Summer Film Institute

DEFA and Eastern European Cinemas

The addition of new members to the European Union and increasing emphasis on Europe as a joint unit have caused its center of gravity to move East. Indeed, the East is what is new in the new Europe, and what is new in the united Germany.

To what degree do the master narratives and formal techniques developed by East German and Eastern European filmmakers during the decades of socialism continue to inform their vision of cinema, even now? Are the various nationalist cinemas of the former socialist bloc still linked to each other and to their socialist pasts? What are the institutional continuities and discontinuities within these cinemas? What cultural dialogues took place -- and still take place -- between nationalities and between present and past? Such questions formed the background of the DEFA Film Library’s second biannual East German Summer Film Institute, DEFA and Eastern European Cinemas.

The workshop simultaneously attempted an interdisciplinary approach to national culture and history while also fostering modes of analysis which transcend national boundaries.

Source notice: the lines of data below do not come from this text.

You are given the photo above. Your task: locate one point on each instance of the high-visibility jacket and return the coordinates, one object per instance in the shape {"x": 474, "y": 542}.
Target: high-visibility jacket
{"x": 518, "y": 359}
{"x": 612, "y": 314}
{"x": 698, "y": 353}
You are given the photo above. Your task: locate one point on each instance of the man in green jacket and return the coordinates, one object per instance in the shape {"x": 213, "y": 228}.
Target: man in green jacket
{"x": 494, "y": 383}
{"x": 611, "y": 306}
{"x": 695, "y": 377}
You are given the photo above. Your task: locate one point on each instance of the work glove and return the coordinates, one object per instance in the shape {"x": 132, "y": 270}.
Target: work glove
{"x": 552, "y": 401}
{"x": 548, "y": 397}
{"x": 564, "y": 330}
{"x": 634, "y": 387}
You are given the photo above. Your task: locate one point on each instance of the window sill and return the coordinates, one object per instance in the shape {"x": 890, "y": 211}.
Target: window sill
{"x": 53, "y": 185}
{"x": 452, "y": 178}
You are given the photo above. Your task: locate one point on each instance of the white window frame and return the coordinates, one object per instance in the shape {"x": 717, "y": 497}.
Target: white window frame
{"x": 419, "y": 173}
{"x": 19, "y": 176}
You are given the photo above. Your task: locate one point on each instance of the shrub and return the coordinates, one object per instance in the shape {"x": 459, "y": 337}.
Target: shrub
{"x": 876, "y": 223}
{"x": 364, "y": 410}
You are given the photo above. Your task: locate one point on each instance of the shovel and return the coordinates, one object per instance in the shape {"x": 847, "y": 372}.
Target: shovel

In particular we investigated the complicated relationship between the GDR cinema and the cinemas of USSR, Poland, Czechoslovakia, Hungary, Bulgaria and Romania. Although they have distinct histories, throughout the Cold War the cultures of Eastern Europe and East Germany were also intertwined. Each crisis in one country had profound, yet varied, repercussions in all the others. We therefore looked not only at co-productions, shared personnel, and overlapping professional networks but also at questions of aesthetic influence, institutional parallels and political divergences.

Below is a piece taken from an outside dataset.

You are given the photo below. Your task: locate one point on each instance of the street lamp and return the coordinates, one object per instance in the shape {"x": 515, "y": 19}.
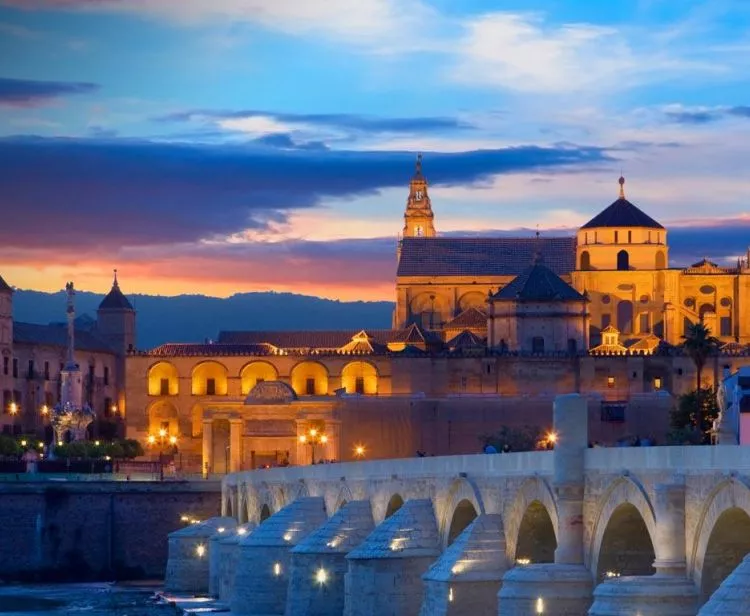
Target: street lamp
{"x": 312, "y": 438}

The week-long program of film screenings and workshop discussions allowed us to touch on a wide range of film styles, and on an equally wide range of historical issues, from the building of socialism, Stalinization and de-Stalinization, to the Eastern European New Waves and the effects of Glasnost and Perestroika on Eastern filmmaking. Our hope is that this institute allowed participants to better understand the relationships between these cinematic traditions, thus also facilitating the development of new curricula integrating the study of DEFA and Eastern European cinemas.